There have been some attempts to quantify the number of affected women and girls, and women and girls at risk. Estimates for England, Wales and Scotland have been based on country of birth reported in the 2011 Census; these include estimated 137,000 women and girls with FGM living in England and Wales (MacFarlane & Dorkenoo, 2014) and 23, 979 members of potentially affected communities in Scotland (Baillot et al., 2014). These figures are not comparable as the Scottish estimate also includes men. While these figures can inform service developments, they should be taken with a degree of caution. Country of birth can be one indicator of risk, but prevalence rates of FGM commonly greatly vary between ethnic groups and geographical areas within these countries. Our findings also highlight that community pressure and the role of extended family in perpetuating FGM, and marriages between practising and non-practising communities mean mother’s FGM-status is also not always a clear indicator of risk for daughters. Most notably, existing figures do not take into account the influence of migration in the continuation of FGM. Research from UK and elsewhere in Europe has shown that migration and related factors (such as length of stay, social integration, reduced social pressure, access to information…) are influential in changing attitudes towards FGM. In addition to the risk of over-estimating prevalence, our evidence also suggests this can be under-estimated; our research identified several women with FGM from a country not included in the Scottish, or international UNICEF and WHO estimates for global prevalence rates.
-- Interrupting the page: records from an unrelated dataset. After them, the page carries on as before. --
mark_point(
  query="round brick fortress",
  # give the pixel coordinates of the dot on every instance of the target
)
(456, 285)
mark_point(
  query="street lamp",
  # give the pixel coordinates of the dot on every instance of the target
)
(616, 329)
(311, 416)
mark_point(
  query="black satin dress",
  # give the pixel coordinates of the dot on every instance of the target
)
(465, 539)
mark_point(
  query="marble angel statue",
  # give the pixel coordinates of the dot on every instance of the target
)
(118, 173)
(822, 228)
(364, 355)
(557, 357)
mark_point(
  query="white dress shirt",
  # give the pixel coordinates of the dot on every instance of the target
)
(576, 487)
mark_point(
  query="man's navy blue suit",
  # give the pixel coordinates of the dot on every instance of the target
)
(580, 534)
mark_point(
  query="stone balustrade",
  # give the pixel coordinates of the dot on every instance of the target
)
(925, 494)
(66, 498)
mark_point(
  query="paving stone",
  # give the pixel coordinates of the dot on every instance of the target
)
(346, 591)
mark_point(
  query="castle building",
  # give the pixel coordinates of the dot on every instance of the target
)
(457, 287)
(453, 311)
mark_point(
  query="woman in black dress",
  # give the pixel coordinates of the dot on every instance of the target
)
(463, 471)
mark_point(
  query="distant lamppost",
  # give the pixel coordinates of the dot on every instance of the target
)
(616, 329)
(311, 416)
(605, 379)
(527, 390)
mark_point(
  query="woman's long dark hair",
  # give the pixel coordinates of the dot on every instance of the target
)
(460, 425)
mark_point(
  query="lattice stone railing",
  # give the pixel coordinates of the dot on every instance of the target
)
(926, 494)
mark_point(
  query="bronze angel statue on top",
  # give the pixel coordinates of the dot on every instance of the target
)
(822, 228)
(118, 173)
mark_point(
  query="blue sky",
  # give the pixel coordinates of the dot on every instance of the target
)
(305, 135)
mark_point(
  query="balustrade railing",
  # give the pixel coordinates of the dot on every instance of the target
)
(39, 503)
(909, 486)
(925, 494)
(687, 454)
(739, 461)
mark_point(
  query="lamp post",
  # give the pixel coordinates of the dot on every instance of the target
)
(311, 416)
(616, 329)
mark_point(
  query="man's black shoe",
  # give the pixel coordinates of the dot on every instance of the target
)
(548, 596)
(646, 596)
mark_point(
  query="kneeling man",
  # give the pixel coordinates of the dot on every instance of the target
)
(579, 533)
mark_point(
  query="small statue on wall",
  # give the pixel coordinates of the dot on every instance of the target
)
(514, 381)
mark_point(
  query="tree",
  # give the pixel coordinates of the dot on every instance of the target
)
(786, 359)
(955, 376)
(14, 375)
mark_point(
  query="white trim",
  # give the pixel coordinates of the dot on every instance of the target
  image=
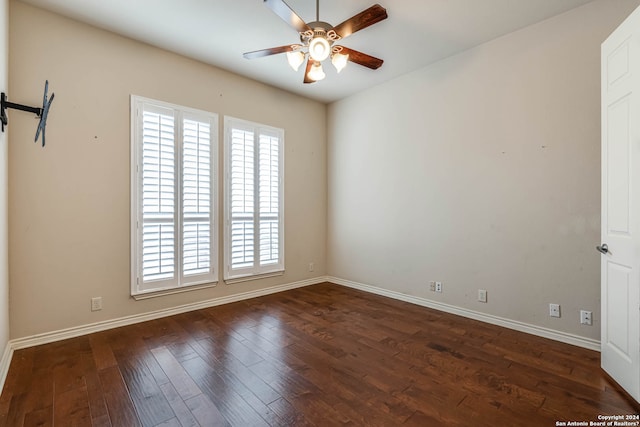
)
(63, 334)
(540, 331)
(5, 362)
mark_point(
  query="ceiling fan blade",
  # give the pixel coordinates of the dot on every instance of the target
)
(306, 72)
(362, 58)
(271, 51)
(364, 19)
(280, 8)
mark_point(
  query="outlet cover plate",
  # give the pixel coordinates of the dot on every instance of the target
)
(482, 295)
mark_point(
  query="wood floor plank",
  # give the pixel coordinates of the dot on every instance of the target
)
(116, 395)
(315, 356)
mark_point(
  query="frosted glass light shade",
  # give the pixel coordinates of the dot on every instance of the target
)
(339, 61)
(295, 59)
(319, 49)
(316, 73)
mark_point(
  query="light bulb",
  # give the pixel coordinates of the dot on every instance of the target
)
(339, 61)
(295, 59)
(316, 73)
(319, 48)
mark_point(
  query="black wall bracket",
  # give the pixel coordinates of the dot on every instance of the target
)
(39, 112)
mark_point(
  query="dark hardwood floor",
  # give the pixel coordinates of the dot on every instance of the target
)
(320, 356)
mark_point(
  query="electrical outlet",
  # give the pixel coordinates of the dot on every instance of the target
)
(482, 295)
(586, 317)
(96, 304)
(438, 286)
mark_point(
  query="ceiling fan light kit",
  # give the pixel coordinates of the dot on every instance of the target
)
(318, 39)
(295, 59)
(316, 73)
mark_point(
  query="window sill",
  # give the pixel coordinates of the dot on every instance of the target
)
(164, 292)
(248, 278)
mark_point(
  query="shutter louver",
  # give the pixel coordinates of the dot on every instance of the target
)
(158, 197)
(196, 197)
(254, 231)
(242, 203)
(173, 197)
(269, 200)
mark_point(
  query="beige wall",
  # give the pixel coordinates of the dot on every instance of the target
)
(481, 171)
(69, 202)
(4, 142)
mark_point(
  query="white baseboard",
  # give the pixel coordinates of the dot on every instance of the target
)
(63, 334)
(5, 362)
(564, 337)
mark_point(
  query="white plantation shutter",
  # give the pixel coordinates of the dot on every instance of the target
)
(196, 197)
(242, 200)
(158, 195)
(269, 195)
(253, 215)
(173, 196)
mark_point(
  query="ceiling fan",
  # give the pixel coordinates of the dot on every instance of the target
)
(318, 38)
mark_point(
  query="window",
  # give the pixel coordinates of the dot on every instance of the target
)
(173, 197)
(253, 200)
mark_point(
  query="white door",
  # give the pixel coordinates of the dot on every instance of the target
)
(620, 245)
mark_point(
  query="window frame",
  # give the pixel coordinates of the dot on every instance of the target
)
(257, 271)
(179, 282)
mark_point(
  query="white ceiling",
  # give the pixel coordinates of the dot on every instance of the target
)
(417, 33)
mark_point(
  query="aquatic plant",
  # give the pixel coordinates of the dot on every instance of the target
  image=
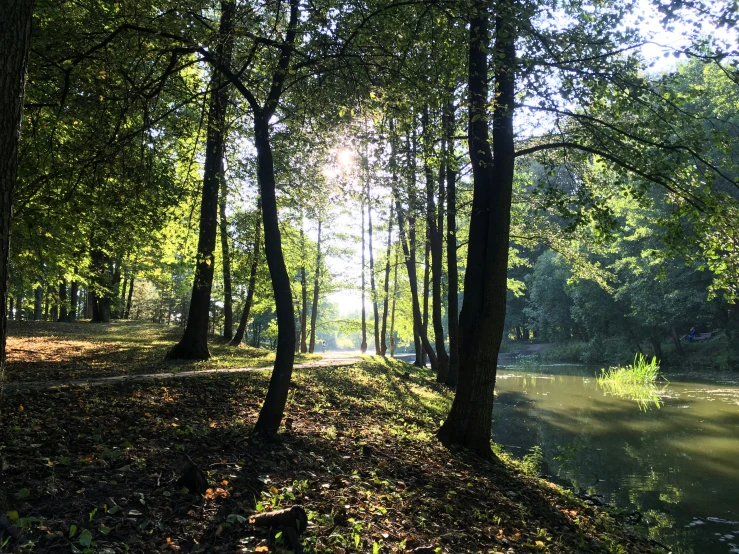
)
(637, 381)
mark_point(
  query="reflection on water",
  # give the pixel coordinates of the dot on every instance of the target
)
(677, 465)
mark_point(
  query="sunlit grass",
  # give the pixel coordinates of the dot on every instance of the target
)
(638, 381)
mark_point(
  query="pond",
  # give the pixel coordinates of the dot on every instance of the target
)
(677, 465)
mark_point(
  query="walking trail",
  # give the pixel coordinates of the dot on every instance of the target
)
(329, 359)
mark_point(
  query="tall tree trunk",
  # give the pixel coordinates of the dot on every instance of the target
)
(451, 245)
(383, 341)
(426, 281)
(124, 289)
(435, 227)
(411, 267)
(676, 340)
(38, 303)
(73, 292)
(19, 307)
(91, 300)
(392, 312)
(225, 254)
(271, 413)
(15, 36)
(483, 311)
(410, 255)
(127, 313)
(373, 289)
(316, 291)
(54, 304)
(115, 290)
(654, 338)
(272, 410)
(241, 330)
(363, 346)
(47, 302)
(194, 342)
(303, 295)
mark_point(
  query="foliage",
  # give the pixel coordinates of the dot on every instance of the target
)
(637, 381)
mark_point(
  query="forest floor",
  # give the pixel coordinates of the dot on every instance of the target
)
(43, 351)
(94, 470)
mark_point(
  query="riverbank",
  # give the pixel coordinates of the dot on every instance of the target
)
(95, 470)
(714, 354)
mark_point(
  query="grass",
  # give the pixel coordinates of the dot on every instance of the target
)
(637, 381)
(39, 351)
(358, 452)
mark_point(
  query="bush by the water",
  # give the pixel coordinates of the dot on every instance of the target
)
(637, 381)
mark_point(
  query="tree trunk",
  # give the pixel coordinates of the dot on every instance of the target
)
(316, 290)
(410, 253)
(194, 342)
(54, 304)
(435, 227)
(91, 299)
(63, 300)
(363, 346)
(127, 313)
(451, 247)
(654, 338)
(115, 290)
(392, 313)
(241, 330)
(676, 340)
(411, 267)
(426, 281)
(483, 311)
(373, 289)
(226, 257)
(383, 342)
(303, 295)
(271, 413)
(15, 35)
(38, 303)
(73, 292)
(124, 289)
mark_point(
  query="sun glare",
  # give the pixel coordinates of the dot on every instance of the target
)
(345, 158)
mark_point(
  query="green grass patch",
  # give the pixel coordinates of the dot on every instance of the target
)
(638, 381)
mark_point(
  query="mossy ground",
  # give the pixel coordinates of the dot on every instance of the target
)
(93, 470)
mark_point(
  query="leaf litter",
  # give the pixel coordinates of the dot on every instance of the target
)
(95, 470)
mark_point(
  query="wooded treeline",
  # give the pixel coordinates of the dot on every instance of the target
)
(216, 154)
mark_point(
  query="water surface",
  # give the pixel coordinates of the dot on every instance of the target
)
(677, 465)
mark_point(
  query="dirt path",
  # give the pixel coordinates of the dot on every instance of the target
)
(330, 359)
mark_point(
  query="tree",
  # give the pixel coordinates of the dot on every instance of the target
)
(15, 38)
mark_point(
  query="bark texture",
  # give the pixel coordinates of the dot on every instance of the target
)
(483, 311)
(270, 416)
(385, 301)
(225, 255)
(15, 37)
(194, 342)
(303, 295)
(241, 329)
(316, 292)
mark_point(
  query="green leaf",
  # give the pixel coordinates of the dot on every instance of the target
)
(85, 538)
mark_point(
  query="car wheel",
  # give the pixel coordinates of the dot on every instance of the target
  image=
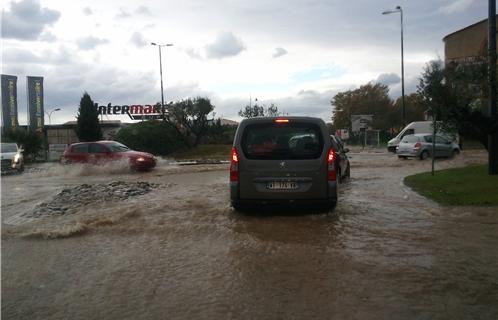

In addition to research, data recorded by authorities remains limited. 2019 Freedom of Information request found that the Scottish Government does not hold data on number of women protected, number of incidents prevented, number of women provided with support or number of arrests made since 2005[2]. NHS data shows that 745 women and girls with FGM were identified between April and June 2022 in England[3]. NHS data includes women with genital piercings[4]. In addition to limited data recording, figures are often poorly cited by media and politicians, with a frequent assumption that the number of affected women identified by authorities represents the number of women who have undergone FGM after migration to the UK, despite FGM most commonly taking place between the years of 0 and 15, and the increased international migration from countries where FGM is more prevalent.

 

What do we know about the background or characteristics of victims and perpetrators?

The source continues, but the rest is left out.